景霄雖然沒有打斷,但是他渾身的氣息在變冷。
最后,他把向清歡抱在懷里,緊緊的:“這種人,簡直是畜生,竟然那么高大的成年人,嚇唬一個那么小的孩子!”
向清歡沉默了好一會兒。
她才呼出一口濁氣,緩緩地說:
“其實,他當時,不是只想嚇唬的,我看見了他眼里的欲望。只不過,外公真的只是去樓下,他才暫時放棄,后來我選擇離開這里去插隊,除了沒有好工作之外,也是我要避開他。我媽媽也是發現了這一點,才心甘情愿看我離開海市出去插隊。
總的來說,晏家兄弟雖然是雙胞胎,但很奇怪,兩兄弟長得不一樣,性子也不一樣。老大雖然對我也不咋地,但是能感覺到他只是不喜歡我罷了,不會有惡意。只有這個晏屹峰,一副鬼祟的樣子,壞透了,他這種人,只是正好沒機會,有機會,他會無惡不作!”
景霄眼里,閃過暗芒:“看來,還真是個畜生!那,只是讓魏無賴纏上他們可不夠,要不然,干脆把你說的那個金條的事坐實,讓他們吐出來?”

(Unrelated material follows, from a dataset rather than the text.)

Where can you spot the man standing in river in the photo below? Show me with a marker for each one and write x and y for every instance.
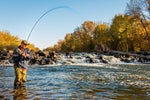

向清歡想了想:“那個還是冒險了些。因為我之前聽梅素琴的心聲,晏華照抱我媽媽回去的時候,除了金條還有一封信的,不知道那封信寫了什么,之前我想著親舅舅找到了,也沒去計較了,但現在我就特別想知道內容。所以,明后天我們這么辦……”
兩人商量了好一陣子,景霄才回去辦公樓上班了。
向清歡百無聊賴,最終拿了把長柄掃帚當拐杖,一瘸一拐地去找了明蘭。
之前答應明蘭的工錢全部付清之外,趁著明蘭特別高興之際,把自己最近畫的一個冬裝系列給她,讓她照著做出來,還特別指出,有幾件旗袍要先做。
那是她答應景慧珠和于聰聰的新衣服。
明蘭對著一對設計圖紙也是犯難:“這量還挺大的,我一個人肯定做不了。”
“上回找來幫忙的幾個工人你挑挑,挑上兩個,作為長期工人,跟你一起做,我發工資。”
“這……真的?”明蘭期待又擔憂,這年頭,能有個穩定的活,多好啊。
向清歡自信微笑:“真的。”
“多少工資?”
“計件工資。你出個各種衣服的做工價錢,我要覺得合適就給,這樣大家都省心。”
“行,那我可去找我的好姐妹了,正好有兩個孩子上學了,沒工作的呢。”
“大膽地去吧,先把衣服做出來,賣不掉也是我的事。”
合作這么久,向清歡又爽快又大方,明蘭自己又能賺錢,還能帶著親近的人一起掙錢,便高高興興地去了。
處理好了服裝的事情,向清歡還是翻找出夜校的電話,詢問了學校考勤對學習的影響。
這電話打得不容易,足足半個小時才碾轉聯系到相關老師。
她扣除放假的那幾天之外,目前已經缺席了三節課了,老師說,要是超過五節課,就不允許考試。
向清歡算了算,要是她還想去參加廣交會的話,明天晚上的夜校,最好得去一趟。
向清歡把這件事記在床頭的本子上,提醒自己千萬別忘記。